LightStep On-Prem and Private-Managed Collectors


The LightStep data processing pipeline has two major components: the collector pool and the analysis engine. All spans generated by instrumented clients and servers are sent to a collector pool where they are processed and temporarily stored during trace assembly. The analysis engine records aggregate information about spans, directs the assembly process, and stores traces durably.

While LightStep offers a complete SaaS solution encompassing both components, we offer two additional options for LightStep Enterprise customers, on-prem collectors and private-managed collectors, that provide additional security and improve performance. These are hybrid configurations as the analysis engine is run by LightStep as a service in all cases.

SaaS Collectors

LightStep offers a SaaS pool for customers with smaller workloads and as an evaluation tool for Enterprise customers. These collectors provide only limited recall for assembling traces and are not suitable for larger workloads.

On-Prem Collectors

LightStep also offers the option for customers to run collectors on-premise. This gives you complete control over the resources used by the collector pool and therefore control over how many traces can be assembled and how much recall is available.

An on-prem pool also greatly reduces the amount of data leaving your network and the costs associated with network egress. Each instrumented client or server sends all spans to a collector, where statistics are computed and the spans are temporarily buffered. These buffered spans are provided—on-demand—to the LightStep analysis engine as part of trace assembly. Since no filtering occurs in the instrumented clients or servers themselves, the amount of data that passes between your application and the collector pool is much larger than the amount of data that passes between the collector pool and the analysis engine.

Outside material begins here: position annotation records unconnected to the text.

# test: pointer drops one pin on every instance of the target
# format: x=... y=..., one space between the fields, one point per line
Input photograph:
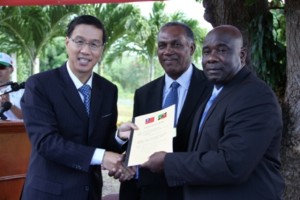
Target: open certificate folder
x=155 y=133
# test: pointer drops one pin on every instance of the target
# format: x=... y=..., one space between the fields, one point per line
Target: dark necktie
x=172 y=98
x=85 y=90
x=208 y=105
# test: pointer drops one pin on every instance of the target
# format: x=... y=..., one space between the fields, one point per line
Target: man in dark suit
x=71 y=136
x=234 y=154
x=175 y=50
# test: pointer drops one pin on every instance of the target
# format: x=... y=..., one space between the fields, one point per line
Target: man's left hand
x=155 y=162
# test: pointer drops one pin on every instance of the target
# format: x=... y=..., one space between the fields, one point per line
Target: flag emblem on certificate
x=161 y=116
x=149 y=120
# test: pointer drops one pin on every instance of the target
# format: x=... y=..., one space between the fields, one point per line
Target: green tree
x=28 y=30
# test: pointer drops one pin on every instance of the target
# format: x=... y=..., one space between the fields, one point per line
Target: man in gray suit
x=72 y=135
x=233 y=153
x=176 y=47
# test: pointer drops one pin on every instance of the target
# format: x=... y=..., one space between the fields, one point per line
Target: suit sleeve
x=51 y=138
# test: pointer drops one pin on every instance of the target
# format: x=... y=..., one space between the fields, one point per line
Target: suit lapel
x=198 y=88
x=96 y=102
x=71 y=94
x=195 y=133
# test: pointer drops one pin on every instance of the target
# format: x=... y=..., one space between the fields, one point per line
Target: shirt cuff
x=97 y=157
x=118 y=139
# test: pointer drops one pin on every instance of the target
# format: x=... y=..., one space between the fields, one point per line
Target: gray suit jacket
x=236 y=153
x=64 y=138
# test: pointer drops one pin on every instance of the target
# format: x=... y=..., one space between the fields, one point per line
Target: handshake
x=114 y=162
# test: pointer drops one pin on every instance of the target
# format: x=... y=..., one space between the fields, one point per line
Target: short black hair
x=187 y=29
x=86 y=19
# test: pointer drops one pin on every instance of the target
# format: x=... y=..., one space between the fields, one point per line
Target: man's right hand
x=113 y=162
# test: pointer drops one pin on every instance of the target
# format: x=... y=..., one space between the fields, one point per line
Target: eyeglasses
x=94 y=45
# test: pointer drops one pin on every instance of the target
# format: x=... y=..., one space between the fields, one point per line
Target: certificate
x=155 y=133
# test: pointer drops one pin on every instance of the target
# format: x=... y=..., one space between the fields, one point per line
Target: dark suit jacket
x=148 y=99
x=64 y=138
x=236 y=154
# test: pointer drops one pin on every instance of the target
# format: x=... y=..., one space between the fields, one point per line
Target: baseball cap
x=5 y=59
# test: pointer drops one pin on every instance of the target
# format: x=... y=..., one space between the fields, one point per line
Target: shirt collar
x=184 y=80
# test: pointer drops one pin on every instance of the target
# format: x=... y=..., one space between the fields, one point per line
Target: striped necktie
x=85 y=90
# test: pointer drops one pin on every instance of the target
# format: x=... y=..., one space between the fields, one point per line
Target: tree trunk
x=291 y=138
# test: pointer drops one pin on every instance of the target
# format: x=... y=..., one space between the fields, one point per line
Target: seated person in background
x=6 y=69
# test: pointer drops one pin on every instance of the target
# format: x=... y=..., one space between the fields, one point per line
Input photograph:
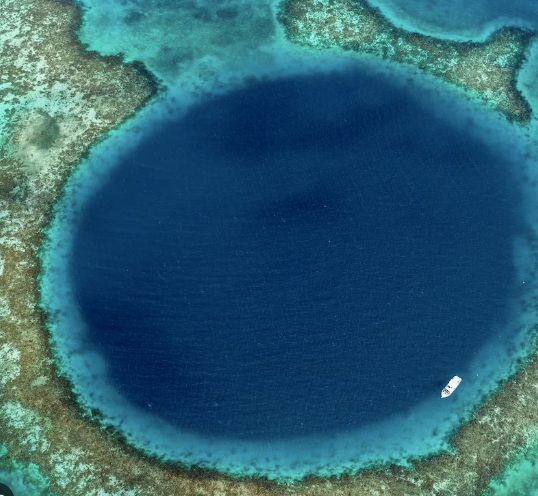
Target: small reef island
x=56 y=101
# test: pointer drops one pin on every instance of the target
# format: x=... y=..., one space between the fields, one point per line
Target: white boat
x=450 y=387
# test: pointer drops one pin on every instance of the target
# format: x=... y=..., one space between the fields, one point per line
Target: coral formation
x=56 y=100
x=487 y=70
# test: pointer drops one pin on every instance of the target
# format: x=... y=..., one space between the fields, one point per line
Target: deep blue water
x=297 y=257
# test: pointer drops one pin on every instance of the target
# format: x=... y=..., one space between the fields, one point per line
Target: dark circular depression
x=301 y=256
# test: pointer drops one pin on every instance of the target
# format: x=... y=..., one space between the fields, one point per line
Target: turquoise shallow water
x=218 y=66
x=199 y=48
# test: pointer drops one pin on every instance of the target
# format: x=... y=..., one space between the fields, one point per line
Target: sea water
x=294 y=268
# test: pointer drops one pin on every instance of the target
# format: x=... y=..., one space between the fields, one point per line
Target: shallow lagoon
x=270 y=270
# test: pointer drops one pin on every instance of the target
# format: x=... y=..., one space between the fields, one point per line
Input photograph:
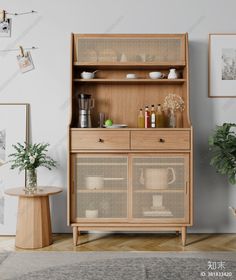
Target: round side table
x=33 y=228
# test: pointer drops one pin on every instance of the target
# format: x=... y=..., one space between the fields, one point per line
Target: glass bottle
x=160 y=118
x=153 y=117
x=140 y=119
x=172 y=121
x=147 y=122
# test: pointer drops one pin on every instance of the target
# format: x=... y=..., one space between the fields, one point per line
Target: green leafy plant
x=31 y=156
x=223 y=147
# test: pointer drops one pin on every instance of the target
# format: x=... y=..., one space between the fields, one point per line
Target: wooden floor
x=133 y=242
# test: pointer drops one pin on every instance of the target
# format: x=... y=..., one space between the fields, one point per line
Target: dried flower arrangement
x=173 y=102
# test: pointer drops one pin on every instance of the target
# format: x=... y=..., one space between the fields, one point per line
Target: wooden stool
x=33 y=219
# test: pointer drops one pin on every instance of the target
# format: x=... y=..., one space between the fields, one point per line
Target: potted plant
x=223 y=147
x=29 y=157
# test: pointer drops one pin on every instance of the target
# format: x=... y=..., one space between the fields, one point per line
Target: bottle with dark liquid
x=160 y=118
x=153 y=117
x=147 y=121
x=141 y=119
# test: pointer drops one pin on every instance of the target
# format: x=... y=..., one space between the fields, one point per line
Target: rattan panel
x=159 y=187
x=101 y=187
x=134 y=50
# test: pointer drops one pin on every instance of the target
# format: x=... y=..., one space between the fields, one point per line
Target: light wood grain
x=139 y=242
x=100 y=140
x=33 y=219
x=120 y=99
x=33 y=223
x=160 y=140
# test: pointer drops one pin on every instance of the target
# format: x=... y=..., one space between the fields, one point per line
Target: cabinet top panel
x=129 y=49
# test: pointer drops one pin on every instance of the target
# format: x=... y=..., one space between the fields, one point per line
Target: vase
x=171 y=119
x=31 y=180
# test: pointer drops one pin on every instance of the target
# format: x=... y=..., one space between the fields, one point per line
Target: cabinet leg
x=183 y=236
x=75 y=235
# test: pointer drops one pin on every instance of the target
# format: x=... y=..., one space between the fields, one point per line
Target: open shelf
x=159 y=164
x=159 y=191
x=101 y=191
x=156 y=64
x=132 y=81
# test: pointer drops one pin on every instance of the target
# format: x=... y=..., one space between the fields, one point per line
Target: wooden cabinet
x=129 y=179
x=161 y=140
x=100 y=140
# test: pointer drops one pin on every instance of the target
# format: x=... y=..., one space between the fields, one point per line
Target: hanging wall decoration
x=5 y=25
x=222 y=65
x=25 y=61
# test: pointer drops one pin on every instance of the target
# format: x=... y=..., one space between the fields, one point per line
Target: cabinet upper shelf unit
x=146 y=49
x=132 y=81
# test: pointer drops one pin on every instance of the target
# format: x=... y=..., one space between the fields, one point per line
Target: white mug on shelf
x=173 y=74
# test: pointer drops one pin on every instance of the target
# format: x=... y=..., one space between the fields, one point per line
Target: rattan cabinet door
x=160 y=188
x=101 y=187
x=137 y=49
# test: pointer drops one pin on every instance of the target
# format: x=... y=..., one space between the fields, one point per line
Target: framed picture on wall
x=222 y=65
x=13 y=129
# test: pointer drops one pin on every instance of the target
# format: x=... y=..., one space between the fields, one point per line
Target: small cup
x=91 y=214
x=156 y=75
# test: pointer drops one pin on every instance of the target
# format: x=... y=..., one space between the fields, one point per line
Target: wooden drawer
x=176 y=140
x=100 y=140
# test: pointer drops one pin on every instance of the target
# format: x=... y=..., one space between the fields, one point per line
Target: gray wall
x=47 y=87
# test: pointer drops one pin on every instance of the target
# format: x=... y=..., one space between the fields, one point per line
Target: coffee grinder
x=85 y=105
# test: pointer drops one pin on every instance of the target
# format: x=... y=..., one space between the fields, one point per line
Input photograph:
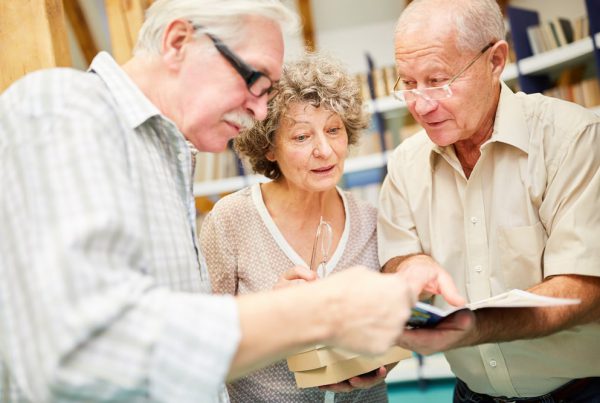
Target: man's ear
x=499 y=57
x=177 y=35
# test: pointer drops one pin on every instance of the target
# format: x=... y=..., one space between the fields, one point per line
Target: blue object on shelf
x=593 y=9
x=520 y=19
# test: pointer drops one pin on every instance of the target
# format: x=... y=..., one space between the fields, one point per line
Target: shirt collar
x=509 y=125
x=132 y=102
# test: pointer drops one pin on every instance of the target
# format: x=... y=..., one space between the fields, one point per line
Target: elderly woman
x=262 y=236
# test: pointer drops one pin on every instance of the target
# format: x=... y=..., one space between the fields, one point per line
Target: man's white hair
x=476 y=22
x=224 y=18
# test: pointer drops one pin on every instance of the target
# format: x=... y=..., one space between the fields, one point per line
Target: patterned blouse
x=246 y=252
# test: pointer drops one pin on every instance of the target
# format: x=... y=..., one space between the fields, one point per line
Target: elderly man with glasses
x=102 y=283
x=501 y=190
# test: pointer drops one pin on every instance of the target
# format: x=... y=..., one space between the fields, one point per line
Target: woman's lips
x=234 y=126
x=326 y=169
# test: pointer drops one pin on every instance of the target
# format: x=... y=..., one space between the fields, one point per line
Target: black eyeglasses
x=258 y=83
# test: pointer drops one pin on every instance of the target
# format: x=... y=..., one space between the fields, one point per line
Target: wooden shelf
x=559 y=58
x=226 y=185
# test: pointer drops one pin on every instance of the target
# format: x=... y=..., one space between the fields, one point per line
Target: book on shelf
x=585 y=92
x=426 y=315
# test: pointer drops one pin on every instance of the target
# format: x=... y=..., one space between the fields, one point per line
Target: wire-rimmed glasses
x=323 y=241
x=433 y=93
x=258 y=83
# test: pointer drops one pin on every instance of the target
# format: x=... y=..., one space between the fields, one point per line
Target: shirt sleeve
x=79 y=319
x=570 y=208
x=396 y=229
x=220 y=259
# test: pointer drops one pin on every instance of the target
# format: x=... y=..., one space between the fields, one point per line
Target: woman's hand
x=295 y=275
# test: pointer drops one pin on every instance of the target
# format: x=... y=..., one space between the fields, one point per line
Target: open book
x=425 y=315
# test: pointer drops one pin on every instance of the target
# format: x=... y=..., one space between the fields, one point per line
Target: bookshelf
x=534 y=73
x=537 y=72
x=364 y=163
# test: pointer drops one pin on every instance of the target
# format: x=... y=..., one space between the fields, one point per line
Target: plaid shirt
x=101 y=279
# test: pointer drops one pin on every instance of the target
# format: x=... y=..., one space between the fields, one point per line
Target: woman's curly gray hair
x=314 y=79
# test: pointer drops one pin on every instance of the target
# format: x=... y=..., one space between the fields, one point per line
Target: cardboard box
x=339 y=369
x=318 y=357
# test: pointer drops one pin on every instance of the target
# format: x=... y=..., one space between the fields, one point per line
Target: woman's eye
x=438 y=81
x=408 y=84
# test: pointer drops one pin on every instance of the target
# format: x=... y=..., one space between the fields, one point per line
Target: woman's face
x=311 y=146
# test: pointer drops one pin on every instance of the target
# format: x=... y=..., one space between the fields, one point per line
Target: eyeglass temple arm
x=489 y=45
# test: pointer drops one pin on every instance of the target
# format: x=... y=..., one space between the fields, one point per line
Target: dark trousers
x=585 y=390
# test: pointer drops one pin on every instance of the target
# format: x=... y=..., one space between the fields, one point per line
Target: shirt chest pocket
x=521 y=252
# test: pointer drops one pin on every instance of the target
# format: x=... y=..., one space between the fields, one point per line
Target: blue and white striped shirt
x=101 y=279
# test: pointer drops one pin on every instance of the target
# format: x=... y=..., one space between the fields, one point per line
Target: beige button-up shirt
x=529 y=210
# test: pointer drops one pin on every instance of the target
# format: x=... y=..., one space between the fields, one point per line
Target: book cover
x=426 y=315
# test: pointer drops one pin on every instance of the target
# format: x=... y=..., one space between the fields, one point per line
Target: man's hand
x=457 y=330
x=295 y=275
x=425 y=275
x=364 y=381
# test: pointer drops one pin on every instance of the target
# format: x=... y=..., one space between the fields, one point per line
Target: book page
x=426 y=315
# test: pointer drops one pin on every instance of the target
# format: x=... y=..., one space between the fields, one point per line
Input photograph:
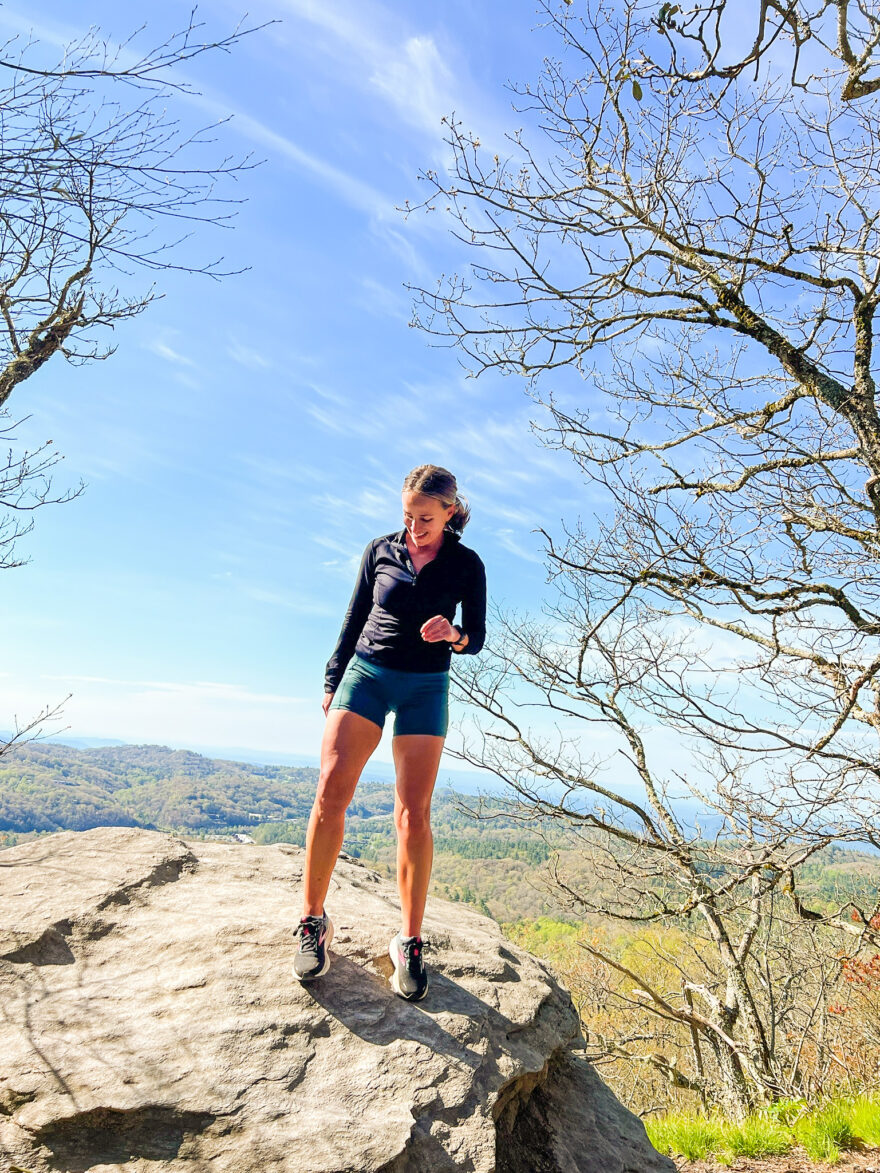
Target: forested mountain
x=495 y=865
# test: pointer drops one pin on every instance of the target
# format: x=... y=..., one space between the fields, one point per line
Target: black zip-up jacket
x=391 y=602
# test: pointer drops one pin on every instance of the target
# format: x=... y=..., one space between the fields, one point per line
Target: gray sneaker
x=410 y=978
x=312 y=958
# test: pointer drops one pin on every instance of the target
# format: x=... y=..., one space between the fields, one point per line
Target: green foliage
x=691 y=1136
x=757 y=1136
x=865 y=1119
x=826 y=1132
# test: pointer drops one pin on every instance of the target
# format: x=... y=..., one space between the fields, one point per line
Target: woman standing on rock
x=393 y=655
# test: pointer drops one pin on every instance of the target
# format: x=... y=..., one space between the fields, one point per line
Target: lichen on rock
x=150 y=1021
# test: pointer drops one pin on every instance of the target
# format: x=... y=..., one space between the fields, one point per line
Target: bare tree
x=806 y=34
x=101 y=191
x=703 y=255
x=97 y=184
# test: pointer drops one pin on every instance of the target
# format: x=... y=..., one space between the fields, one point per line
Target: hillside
x=495 y=865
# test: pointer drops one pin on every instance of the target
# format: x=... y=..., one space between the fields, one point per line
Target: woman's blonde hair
x=433 y=481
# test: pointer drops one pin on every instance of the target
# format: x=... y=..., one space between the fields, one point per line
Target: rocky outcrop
x=150 y=1023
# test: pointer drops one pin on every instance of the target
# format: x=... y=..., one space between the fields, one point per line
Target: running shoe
x=312 y=958
x=410 y=978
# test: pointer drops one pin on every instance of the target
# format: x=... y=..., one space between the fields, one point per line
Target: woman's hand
x=438 y=629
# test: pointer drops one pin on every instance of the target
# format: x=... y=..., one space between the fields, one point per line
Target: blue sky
x=250 y=436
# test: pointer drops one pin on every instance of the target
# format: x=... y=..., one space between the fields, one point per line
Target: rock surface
x=150 y=1023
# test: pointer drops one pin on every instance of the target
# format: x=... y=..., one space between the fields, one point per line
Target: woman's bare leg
x=417 y=761
x=349 y=740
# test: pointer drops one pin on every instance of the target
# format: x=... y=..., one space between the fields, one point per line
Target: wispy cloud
x=167 y=352
x=513 y=544
x=216 y=690
x=249 y=358
x=411 y=73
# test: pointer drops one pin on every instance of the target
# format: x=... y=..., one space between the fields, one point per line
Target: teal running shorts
x=419 y=700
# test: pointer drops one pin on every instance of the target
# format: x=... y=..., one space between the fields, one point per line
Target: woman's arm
x=361 y=601
x=472 y=628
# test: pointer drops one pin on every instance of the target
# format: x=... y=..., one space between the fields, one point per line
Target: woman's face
x=425 y=517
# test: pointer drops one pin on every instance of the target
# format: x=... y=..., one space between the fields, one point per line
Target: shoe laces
x=412 y=949
x=309 y=931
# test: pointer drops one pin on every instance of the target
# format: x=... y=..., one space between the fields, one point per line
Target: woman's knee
x=332 y=797
x=413 y=820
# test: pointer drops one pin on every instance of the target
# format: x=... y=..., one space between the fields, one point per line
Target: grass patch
x=757 y=1136
x=865 y=1119
x=824 y=1132
x=685 y=1134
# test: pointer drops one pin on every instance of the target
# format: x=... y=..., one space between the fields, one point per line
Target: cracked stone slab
x=150 y=1022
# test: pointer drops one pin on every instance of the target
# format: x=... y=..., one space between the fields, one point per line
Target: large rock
x=150 y=1023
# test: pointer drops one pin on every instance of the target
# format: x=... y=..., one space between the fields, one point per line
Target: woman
x=393 y=655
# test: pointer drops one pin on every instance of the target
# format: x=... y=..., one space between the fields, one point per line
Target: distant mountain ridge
x=47 y=786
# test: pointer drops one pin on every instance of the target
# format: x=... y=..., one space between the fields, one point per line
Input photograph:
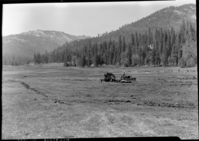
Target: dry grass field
x=52 y=101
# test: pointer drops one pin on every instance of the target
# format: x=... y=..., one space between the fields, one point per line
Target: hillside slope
x=28 y=43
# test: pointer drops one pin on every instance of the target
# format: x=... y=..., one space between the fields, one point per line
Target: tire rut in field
x=153 y=104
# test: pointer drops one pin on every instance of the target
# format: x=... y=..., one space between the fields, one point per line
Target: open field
x=50 y=101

Because it is hosted within your VPC or datacenter, an on-prem pool provides additional security over the SaaS pool. Collectors support an option to scrub data from spans before they are forwarded to the analysis engine. While no sensitive data should be sent to collectors, this feature provides a form of defense-in-depth to ensure that these data don’t leave your VPC or datacenter.

Collectors are straightforward to deploy (using an AMI or Docker image) and have no storage or other dependencies. However, running a collector pool does require additional operational work for your team, and you are also responsible for the computing costs associated with running these servers or instances. To balance these trade-offs, some customers choose to use the SaaS pool for evaluation and development and then deploy an on-prem pool for production systems.

Private-Managed Collectors

Using private-managed collectors is an option that falls part way between the SaaS pool and an on-prem pool. Like the SaaS pool, these collectors are managed by LightStep engineers, but like an on-prem pool, they only handle data from your application. In addition, technologies like AWS VPC peering can provide additional security. (Note that there is a cost associated with data transfer across peering connections.)